It is probably very hard to write books like “Husserl’s Phenomenology“… Books about the deepest philosophical issues as seen by famous philosopher, working through the different stages of his philosophy, making sense of the changes that it went through, giving us references on every step if we want to explore further, giving references to alternative interpretations of Husserl’s philosophy (and why they are wrong), keeping us in suspense as for what is to come next, and all that in 150 pages!
Well, the author seems to have material to talk forever on this topics, so I guess he tried to put as much he could in this short book.
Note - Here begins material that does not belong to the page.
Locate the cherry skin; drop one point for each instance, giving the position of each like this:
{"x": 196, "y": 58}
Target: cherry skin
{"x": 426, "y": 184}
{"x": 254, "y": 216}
It covers Husserl’s work from his early works on the issues of Logic, Epistemology and Intentionality, critics of psychologism (which seem to be common practice among lots of philosophers, no matter what -ism they come from), hist turn to the transcendental idealism, concepts of Reduction, Epoché and Constitution.
The concept of constitution is especially interesting, as it connects the subjective idealistic thought, to the things which constitute it.
And thatis where “Husser’s Phenomenology” was most interesting to me - when it starts to deal with the things which constitute the subject, and goes into the topics of Time, Body, Intersubjectivity, Lifeworld, Normality and Tradition.
Zahavi also in lot of places compares the transcendental idealism of Husserl, to that of Kant, and makes points of how are those two different (what is interesting is that Kant didn’t seem to see himself as idealist at all), and also to the successors of Husserl like Merlau Ponty and Heidegger trying to show how the ideas for which those philosophers usually are given credit, have their root, and that he even explicitly wrote about those.
All in all, this book is deep and easy to read, for epistemology/metaphysics lovers, I recommend this book.